Interviewer: So you're really sort of the technology behind this ability to move things with their thoughts, and to feel, and...
Dr. Clark: There's many aspects to that technology, and one is actually developing the electrodes, the actually interface that will plug into the nervous system. But if you think about it just a moment more, there's other aspects about that that are very challenging and extraordinarily important. And one reason this is a huge multidisciplinary project is that all of these have to work in order for it to work together.
So for example, suppose I had the perfect electrode technology and I could record the neural signals coming down the nerve, I still have to know how to interpret those, and then send them to the muscle.

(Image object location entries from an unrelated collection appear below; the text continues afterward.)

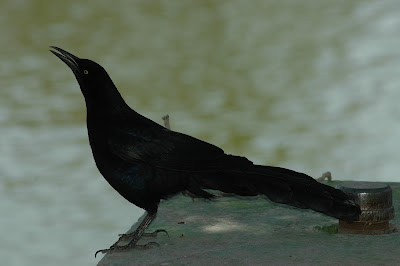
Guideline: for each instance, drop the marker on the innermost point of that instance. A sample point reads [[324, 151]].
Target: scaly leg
[[136, 236]]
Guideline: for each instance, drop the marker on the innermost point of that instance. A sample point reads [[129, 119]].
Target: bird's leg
[[136, 236], [154, 234]]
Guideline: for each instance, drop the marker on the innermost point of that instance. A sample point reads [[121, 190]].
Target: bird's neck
[[106, 102]]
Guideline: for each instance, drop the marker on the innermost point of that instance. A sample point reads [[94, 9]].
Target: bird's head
[[90, 75]]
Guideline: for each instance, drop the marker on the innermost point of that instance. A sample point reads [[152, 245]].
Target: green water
[[308, 85]]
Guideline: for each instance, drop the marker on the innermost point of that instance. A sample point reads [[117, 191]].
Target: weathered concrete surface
[[254, 231]]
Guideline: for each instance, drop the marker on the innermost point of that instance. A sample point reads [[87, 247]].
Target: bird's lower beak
[[68, 58]]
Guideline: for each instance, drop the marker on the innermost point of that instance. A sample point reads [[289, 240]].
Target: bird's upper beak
[[68, 58]]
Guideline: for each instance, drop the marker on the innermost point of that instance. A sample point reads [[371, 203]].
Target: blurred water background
[[308, 85]]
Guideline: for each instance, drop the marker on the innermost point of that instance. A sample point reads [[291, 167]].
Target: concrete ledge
[[254, 231]]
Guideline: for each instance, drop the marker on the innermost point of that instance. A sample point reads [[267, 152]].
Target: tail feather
[[288, 187]]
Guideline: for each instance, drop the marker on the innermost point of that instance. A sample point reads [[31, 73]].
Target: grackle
[[146, 162]]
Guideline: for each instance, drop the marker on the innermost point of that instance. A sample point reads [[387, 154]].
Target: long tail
[[288, 187]]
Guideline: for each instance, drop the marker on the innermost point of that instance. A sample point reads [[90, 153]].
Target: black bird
[[146, 162]]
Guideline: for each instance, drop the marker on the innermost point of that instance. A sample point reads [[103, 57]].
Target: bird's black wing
[[161, 147]]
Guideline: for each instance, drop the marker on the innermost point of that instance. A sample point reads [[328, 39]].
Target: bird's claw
[[154, 234], [126, 247]]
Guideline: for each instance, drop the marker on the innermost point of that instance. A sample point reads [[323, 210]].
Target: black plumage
[[146, 162]]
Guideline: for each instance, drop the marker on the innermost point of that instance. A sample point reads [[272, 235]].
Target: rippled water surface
[[308, 85]]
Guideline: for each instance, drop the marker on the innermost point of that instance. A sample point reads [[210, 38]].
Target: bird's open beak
[[68, 58]]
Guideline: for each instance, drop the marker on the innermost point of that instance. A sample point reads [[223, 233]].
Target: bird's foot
[[154, 234], [116, 247]]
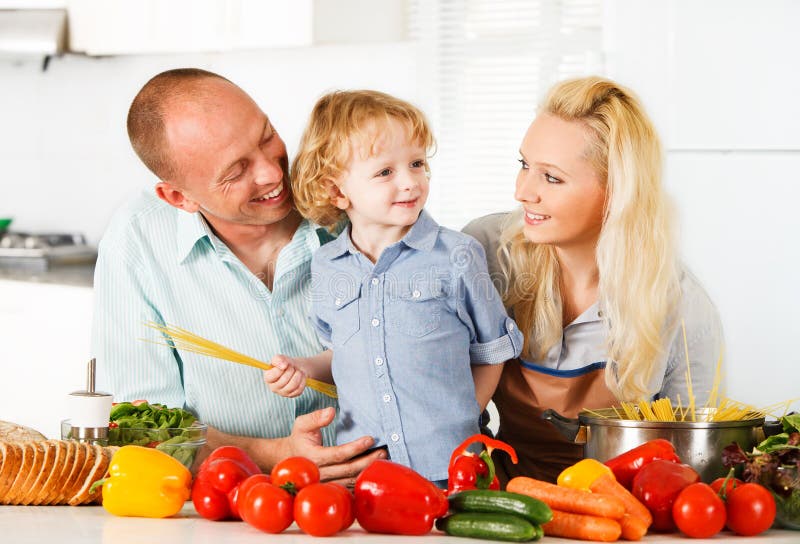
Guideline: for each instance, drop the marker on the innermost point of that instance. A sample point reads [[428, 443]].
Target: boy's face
[[385, 190]]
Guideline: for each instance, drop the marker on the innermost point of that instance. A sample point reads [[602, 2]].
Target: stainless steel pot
[[698, 443]]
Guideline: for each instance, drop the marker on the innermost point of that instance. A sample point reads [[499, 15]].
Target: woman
[[588, 268]]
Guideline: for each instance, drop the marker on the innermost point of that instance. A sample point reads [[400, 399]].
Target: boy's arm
[[486, 378], [317, 366]]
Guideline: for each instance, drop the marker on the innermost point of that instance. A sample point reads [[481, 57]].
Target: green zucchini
[[507, 527], [501, 502]]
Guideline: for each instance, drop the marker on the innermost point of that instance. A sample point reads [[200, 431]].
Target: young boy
[[417, 329]]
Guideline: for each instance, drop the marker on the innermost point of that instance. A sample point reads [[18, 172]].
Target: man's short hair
[[146, 127]]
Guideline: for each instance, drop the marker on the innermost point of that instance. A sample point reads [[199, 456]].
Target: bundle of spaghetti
[[185, 340]]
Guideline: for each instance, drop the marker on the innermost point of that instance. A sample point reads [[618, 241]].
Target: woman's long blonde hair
[[636, 254]]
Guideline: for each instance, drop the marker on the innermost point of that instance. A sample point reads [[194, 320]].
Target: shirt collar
[[421, 236], [191, 228]]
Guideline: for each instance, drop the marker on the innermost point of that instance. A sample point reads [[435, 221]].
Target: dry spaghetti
[[184, 340], [716, 408]]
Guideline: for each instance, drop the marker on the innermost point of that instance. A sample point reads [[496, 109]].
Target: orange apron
[[524, 392]]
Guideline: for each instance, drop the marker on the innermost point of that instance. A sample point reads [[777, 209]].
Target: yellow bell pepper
[[582, 474], [145, 482]]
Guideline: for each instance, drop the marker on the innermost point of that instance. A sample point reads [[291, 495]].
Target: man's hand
[[285, 377], [337, 463]]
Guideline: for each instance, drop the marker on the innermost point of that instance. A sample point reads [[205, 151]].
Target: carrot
[[567, 499], [633, 527], [582, 527], [608, 485]]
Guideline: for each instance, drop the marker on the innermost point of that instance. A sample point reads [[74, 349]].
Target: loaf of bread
[[12, 432], [50, 472]]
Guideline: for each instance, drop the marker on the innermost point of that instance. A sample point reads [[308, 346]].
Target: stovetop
[[39, 250]]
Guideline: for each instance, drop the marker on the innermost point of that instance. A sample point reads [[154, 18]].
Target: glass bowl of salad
[[774, 464], [174, 431]]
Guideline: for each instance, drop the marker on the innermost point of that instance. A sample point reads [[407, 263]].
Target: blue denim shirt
[[404, 333]]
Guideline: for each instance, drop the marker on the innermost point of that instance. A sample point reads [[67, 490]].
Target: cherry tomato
[[698, 511], [235, 453], [208, 502], [297, 472], [321, 509], [751, 509], [266, 507], [235, 494], [716, 485]]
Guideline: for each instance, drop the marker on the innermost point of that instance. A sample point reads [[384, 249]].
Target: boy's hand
[[285, 378]]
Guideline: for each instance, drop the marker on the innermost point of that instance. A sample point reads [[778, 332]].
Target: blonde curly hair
[[340, 121]]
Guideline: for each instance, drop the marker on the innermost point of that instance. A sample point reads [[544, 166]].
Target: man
[[223, 253]]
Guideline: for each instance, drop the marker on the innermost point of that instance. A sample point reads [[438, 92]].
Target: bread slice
[[62, 472], [43, 472], [29, 453], [12, 432], [12, 461], [49, 476], [69, 483], [98, 470], [83, 474]]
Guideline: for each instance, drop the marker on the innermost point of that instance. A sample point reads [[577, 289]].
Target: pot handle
[[570, 428]]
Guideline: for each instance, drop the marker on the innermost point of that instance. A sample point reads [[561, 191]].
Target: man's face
[[231, 164]]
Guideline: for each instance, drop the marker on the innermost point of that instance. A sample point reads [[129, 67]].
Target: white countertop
[[74, 524]]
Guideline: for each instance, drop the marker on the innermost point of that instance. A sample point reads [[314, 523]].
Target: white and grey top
[[582, 346]]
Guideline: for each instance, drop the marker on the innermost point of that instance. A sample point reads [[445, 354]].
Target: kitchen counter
[[78, 275], [67, 525]]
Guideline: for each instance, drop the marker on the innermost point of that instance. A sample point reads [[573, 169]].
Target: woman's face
[[561, 192]]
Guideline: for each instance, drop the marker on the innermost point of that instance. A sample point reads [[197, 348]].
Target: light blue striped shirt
[[158, 263]]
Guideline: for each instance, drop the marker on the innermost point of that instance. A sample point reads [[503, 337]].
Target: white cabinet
[[717, 74], [101, 27], [44, 347]]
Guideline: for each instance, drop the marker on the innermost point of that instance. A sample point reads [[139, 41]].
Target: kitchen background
[[720, 78]]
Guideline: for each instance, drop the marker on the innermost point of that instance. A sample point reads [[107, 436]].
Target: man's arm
[[127, 367], [337, 463]]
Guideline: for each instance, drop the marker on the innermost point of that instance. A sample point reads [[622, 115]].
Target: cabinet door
[[44, 348]]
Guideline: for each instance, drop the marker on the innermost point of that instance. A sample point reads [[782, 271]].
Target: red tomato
[[698, 511], [716, 485], [208, 502], [297, 471], [235, 453], [751, 509], [349, 505], [235, 494], [224, 474], [322, 509], [266, 507]]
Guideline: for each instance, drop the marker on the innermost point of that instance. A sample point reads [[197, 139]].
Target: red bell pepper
[[658, 484], [215, 487], [468, 470], [626, 465], [393, 499]]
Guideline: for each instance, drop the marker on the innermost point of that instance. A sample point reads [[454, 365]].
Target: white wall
[[720, 80], [67, 163]]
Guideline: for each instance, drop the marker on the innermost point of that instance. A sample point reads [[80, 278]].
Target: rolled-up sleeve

So a big part of our project is doing what's called the decode. That is the interpretation of the signals. Another aspect of it is talking back to the nervous system so that the user can understand that the hand has just touched something, or that it's moving through space. And that's called the encode problem. That is sending information into the brain in such a way that the user understands what's out there in the real world. And then there's the whole clinical aspect of it, and then we also have testing the user's ability to use a real physical hand. And so the real benchmark is how well does this prosthetic hand compare with a real biological hand?
Interviewer: This must have an incredible kind of emotional, or psychological impact on the person who's using it.
Dr. Clark: Indeed it does. Today we've done four human subjects. They've been able to control an advanced prosthetic hand on, in virtual realities. That is on a computer screen, and they've also been able to get a sense of touch and movement back from that virtual hand. And it truly is as emotional as you say. One user describes it as, "The loss of hand is like losing a family member, except you're reminded of it every day of your life." And so, as he sat there using it for the first time, it turned out that we provided movement back to him 21 years to the day after he lost his hand, and he could watch it and see it move again.
And one time we began to also provide sensory feedback to it. He could feel his hand, and he described what he had been through. He had been through some 10 surgeries, and after his hand was first damaged they tried to save his thumb, and it didn't quite work. And he went back again, over and over again, 10 times, to try to save his hand. And ultimately it didn't work, and he said, "Just please it out. Take it away." And that day it woke up again for the first time and he could feel it and he could move it, and it was truly overwhelming experience for him. And that's we hope to be able to do. To restore a sense of touch and motion back to individuals, included wounded warriors who have given their, literally their arms for our country, but also we hope this technology to disseminate into the larger community.
Interviewer: What was your reaction when you saw this technology work with a real person?
Dr. Clark: One of the truly poignant aspects is that you do get to know them. We work together with them, and they become truly a part of the team. They tell us what it's like, and what they like and what they don't like, and we try to incorporate that into present work and future designs. And, to be honest, they win your heart as well as your mind. And when you begin to restore some of that sensation and motion back to them, and see how important it is to them, you share a little bit in that joy.
Announcer: Interesting, informative, and all in the name of better health. This is the Scope Health Science Radio.